Por tratar-se de um direito-dever erga omnes, existe uma situação de solidariedade jurídica e de solidariedade ética em que os sujeitos encontram-se em pólos difusos. Definitivamente, o direito ao meio ambiente está fundado na solidariedade, pois só serão efetivos com a colaboração de todos.
Vicente Capella, ao escrever sobre a solidariedade como base para o direito ao meio ambiente, refere-se à Peces Barba, para quem os direitos de terceira geração, na medida em que se fundam sobre a solidariedade, não podem ser chamados de direitos propriamente ditos, ao passo que a solidariedade fundamentaria deveres que, indiretamente, dariam lugar a direitos[16].
Porquanto este direito-dever, da categoria direito difuso, difere ainda dos direitos de gerações anteriores na medida em que não nascem de uma relação contratual nem de um status como o de ser cidadão de determinado Estado. Nasceu da valorização da pessoa humana no final do século XX, através da evolução dos direitos diante da ampliação da proteção de âmbitos de vivência da pessoa humana, anteriormente não protegidos ou não privilegiados pelo direito. São direitos agora tidos como universais, fundamentais, que, no dizer de Ferrajoli, tratam-se de direito invioláveis ou inderrogáveis, indisponíveis e inalienáveis.

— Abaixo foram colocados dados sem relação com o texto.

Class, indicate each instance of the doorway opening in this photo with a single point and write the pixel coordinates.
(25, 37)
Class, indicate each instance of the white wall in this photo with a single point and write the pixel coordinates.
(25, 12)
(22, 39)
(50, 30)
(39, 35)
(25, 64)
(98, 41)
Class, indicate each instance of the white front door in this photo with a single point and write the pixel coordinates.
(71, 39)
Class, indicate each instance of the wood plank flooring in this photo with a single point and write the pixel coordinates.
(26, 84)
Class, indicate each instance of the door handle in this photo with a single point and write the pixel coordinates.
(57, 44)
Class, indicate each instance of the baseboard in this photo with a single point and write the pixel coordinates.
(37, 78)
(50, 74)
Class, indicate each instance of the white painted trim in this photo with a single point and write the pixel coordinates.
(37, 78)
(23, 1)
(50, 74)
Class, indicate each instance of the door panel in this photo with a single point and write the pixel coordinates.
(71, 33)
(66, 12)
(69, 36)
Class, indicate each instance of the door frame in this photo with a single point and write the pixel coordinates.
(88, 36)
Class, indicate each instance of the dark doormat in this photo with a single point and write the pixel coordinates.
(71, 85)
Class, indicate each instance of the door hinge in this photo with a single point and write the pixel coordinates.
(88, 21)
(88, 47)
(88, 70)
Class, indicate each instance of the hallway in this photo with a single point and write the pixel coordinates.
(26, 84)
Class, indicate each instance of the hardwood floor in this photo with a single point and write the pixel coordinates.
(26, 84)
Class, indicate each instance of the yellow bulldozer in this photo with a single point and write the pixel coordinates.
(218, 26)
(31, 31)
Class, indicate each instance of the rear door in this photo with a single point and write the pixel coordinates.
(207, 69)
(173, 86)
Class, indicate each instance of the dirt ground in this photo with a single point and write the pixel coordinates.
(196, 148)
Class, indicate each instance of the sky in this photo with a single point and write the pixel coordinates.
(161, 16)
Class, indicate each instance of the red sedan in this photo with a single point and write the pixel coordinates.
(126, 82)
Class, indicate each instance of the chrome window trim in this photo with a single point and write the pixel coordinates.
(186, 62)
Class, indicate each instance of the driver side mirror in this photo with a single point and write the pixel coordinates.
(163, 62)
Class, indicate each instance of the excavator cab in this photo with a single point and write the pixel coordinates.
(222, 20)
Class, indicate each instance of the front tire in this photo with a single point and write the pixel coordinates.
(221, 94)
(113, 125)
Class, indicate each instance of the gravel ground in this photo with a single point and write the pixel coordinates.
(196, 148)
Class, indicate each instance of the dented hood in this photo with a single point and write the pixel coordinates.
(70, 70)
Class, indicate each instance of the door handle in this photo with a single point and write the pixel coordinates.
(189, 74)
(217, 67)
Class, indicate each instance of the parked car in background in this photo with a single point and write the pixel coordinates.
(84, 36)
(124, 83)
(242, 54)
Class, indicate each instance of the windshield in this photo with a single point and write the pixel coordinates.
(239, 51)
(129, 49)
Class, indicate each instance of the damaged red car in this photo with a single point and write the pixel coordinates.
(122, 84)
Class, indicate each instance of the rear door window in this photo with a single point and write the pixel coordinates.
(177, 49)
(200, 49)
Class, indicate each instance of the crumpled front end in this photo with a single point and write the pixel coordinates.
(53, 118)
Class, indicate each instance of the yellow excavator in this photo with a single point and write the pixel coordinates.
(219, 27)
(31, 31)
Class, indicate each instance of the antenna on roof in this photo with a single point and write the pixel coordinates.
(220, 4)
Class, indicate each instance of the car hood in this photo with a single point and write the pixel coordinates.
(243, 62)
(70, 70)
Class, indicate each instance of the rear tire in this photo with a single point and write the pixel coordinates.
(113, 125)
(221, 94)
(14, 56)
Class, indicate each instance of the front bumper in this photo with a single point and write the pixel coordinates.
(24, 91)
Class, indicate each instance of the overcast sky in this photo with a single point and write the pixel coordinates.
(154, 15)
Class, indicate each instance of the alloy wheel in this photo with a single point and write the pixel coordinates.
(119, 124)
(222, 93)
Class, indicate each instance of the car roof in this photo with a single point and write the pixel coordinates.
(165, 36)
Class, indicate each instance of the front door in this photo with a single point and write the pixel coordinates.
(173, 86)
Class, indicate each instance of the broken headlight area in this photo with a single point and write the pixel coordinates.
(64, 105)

Como nos ensina Varella, “ a demanda que se faz neste momento não é que se proteja a propriedade do outro, ou sua liberdade, ou seu direito de assistência frente ao Estado, mas o respeito ao outro, à pessoa e à vida em geral, que não se circunscreve ao espaço delimitado pelos direitos civis, políticos ou sociais, mas abrange todo o seu relacionamento com o meio ambiente e com o futuro, uma vez que o outro não é mais apenas aquele que se conhece agora, mas também aquele que está por vir, ou seja, são também as futuras gerações” [17]

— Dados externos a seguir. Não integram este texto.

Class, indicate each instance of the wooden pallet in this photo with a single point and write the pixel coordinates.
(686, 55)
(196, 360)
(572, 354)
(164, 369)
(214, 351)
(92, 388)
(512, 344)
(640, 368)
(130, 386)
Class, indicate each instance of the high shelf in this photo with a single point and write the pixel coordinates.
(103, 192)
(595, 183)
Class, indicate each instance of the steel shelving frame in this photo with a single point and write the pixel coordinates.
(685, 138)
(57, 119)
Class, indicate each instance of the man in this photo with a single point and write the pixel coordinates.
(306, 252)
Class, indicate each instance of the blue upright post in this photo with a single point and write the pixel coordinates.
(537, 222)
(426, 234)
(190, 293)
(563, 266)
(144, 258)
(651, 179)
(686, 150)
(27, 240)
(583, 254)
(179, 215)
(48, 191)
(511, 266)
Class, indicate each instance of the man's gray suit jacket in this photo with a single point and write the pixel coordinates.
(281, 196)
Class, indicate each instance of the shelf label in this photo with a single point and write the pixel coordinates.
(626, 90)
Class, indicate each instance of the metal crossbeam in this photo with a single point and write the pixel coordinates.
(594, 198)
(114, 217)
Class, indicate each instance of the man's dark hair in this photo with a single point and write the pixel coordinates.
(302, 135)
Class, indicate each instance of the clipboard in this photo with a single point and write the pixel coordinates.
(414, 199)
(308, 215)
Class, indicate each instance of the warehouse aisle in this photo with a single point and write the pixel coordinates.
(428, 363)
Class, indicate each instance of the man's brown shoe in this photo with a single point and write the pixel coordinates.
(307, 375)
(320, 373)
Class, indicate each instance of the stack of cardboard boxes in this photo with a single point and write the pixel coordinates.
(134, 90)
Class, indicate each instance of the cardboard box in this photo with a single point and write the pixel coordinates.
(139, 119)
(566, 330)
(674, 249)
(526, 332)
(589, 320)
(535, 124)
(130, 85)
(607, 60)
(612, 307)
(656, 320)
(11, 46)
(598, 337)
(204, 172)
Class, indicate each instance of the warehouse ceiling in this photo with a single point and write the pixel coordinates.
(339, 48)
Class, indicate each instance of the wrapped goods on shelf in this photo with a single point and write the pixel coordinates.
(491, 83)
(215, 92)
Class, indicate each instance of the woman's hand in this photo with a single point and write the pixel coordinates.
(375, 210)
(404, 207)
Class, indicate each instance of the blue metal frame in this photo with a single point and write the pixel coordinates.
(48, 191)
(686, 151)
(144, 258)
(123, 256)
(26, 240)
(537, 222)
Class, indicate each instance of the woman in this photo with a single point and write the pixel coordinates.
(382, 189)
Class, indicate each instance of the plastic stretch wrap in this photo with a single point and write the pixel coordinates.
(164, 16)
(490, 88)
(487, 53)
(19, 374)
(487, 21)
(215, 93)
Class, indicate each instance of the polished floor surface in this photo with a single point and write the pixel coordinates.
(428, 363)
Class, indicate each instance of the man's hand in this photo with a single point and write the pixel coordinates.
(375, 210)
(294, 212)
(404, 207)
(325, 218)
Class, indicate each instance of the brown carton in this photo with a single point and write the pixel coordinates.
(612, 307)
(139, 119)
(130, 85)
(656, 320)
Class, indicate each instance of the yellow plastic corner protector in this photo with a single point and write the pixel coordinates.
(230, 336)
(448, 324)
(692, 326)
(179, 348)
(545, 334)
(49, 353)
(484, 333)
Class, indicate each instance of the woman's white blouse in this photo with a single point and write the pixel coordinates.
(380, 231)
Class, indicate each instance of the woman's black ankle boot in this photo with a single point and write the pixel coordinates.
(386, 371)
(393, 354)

Dessa maneira, entendemos que faz-se necessária uma mudança no conceito dos principais institutos jurídicos, como propriedade, vida, e uma reordenação de todo o sistema jurídico, pois mais uma vez o direito prioriza outros bens como objeto de proteção, tal como o meio-ambiente, considerado um macro-direito, mas que até pouco tempo era tido como res nullius, coisa de ninguém, tal como : a água, as florestas, os animais silvestres; tais bens eram disponíveis para quem quisesse explorá-los, sem limites.
Notamos, por exemplo, que o direito de propriedade que é um rígido instituto do direito civil, vem sofrendo limitações frente às necessidades de proteção ambiental – pelo menos na teoria – onde seu conteúdo vem sendo alterado. Portanto, o ordenamento jurídico, com a proteção do meio ambiente, recebe novos princípios informadores e precisa se adaptar aos direitos de terceira geração para protegê-los eficazmente.
Além disso, a teoria jurídica vem ampliando o conceito de “meio-ambiente”, não o considerando apenas como natureza stricto sensu, mas como sendo relações de dimensões sociais, econômicas, urbanas e naturais nas quais vivem a pessoa e os demais seres. Natureza e sociedade não são planos distintos. Mister se faz, falar não apenas em meio ambiente natural, mas também em meio ambiente urbano, meio ambiente do trabalho, por exemplo, lembrando que são todos partes de um meio ambiente maior.
6. O “ Meio ambiente “ na ótica dos direitos humanos
A proteção dos direitos humanos e a proteção do meio-ambiente, juntamente com os temas do desenvolvimento humano e do desarmamento, constituem as grandes prioridades da agenda internacional contemporânea. Requerem do direito internacional público, em processo de contínua expansão, soluções aos problemas globais que apresentam, além de um enriquecimento conceitual para fazer face às realidades dos novos tempos.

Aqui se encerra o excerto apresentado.